Kompas.com - 21/05/2010, 05:07 WIB

Jakarta, Kompas - Rencana kenaikan tarif dasar listrik semakin menuai penolakan. Meskipun kenaikan TDL harus mendapat restu parlemen, kebijakan negosiasi atau kerap dikenal business to business yang diterapkan PT Perusahaan Listrik Negara semata-mata sarat rekayasa tidak sehat.

Sejumlah pengusaha di Jakarta, Kamis (20/5), secara tegas kembali menolak rencana kenaikan TDL setelah surat yang dilayangkan kepada Presiden, awal pekan Mei, belum mendapatkan respons positif pemerintah.

Sebelumnya, sebanyak 28 asosiasi menolak kenaikan TDL dengan mendorong pemerintah untuk mengoptimalkan kebijakan energi.
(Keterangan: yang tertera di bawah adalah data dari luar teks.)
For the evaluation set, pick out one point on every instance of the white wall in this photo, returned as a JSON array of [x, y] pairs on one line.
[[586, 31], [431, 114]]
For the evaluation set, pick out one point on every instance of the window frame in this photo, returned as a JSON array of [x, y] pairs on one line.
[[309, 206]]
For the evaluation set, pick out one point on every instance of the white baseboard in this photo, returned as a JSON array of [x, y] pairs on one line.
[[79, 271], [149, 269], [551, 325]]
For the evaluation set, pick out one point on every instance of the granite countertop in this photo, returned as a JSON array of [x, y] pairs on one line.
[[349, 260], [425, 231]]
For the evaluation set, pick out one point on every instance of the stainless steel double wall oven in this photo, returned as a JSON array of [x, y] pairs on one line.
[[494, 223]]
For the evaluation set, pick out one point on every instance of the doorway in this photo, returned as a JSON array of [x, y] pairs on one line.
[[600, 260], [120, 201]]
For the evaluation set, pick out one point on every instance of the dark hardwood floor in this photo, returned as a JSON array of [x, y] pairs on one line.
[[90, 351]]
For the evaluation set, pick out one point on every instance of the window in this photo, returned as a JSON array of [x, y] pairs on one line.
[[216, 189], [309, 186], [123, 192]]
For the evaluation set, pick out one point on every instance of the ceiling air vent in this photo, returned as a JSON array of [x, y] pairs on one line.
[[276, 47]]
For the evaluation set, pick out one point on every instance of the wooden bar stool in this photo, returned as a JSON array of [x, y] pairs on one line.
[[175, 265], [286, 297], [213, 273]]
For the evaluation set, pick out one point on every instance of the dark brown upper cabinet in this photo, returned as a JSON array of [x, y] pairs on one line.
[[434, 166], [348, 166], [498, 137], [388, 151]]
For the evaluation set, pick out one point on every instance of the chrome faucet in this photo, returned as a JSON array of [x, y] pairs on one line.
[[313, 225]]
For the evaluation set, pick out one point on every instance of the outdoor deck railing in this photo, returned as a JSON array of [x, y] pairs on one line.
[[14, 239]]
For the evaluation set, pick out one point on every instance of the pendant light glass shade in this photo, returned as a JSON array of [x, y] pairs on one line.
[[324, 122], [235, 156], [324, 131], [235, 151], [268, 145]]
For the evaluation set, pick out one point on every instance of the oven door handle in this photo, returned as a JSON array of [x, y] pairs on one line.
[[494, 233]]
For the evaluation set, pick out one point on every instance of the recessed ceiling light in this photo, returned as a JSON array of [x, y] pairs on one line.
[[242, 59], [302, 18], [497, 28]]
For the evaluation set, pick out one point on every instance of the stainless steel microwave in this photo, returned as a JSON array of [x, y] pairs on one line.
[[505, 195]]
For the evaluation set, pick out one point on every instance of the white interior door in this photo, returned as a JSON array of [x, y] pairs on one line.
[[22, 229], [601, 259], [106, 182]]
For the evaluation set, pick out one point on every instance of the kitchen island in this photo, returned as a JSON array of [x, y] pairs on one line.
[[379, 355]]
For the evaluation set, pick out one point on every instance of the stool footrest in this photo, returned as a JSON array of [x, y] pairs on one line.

Pemanfaatan batu bara dan gas dinilai belum dilakukan secara maksimal sehingga kenaikan TDL dipandang sebagai satu-satunya solusi.

Ketua Koordinator Forum Lintas Asosiasi Franky Sibarani mengatakan, ”Forum ini bukan sekadar menolak kenaikan TDL, melainkan juga menolak akal-akalan PLN yang masih saja menjadikan pembicaraan business to business seolah sebagai solusi.”

Menurut Franky, pengusaha mulai merasakan ”B to B” bukan lagi sarana efektif untuk memecahkan kebuntuan kenaikan TDL. Selain negosiasi tarif, pengusaha tetap saja dibebani dengan tarif multiguna, daya maksimum, dan berbagai tarif lain yang terkait kebijakan kelistrikan.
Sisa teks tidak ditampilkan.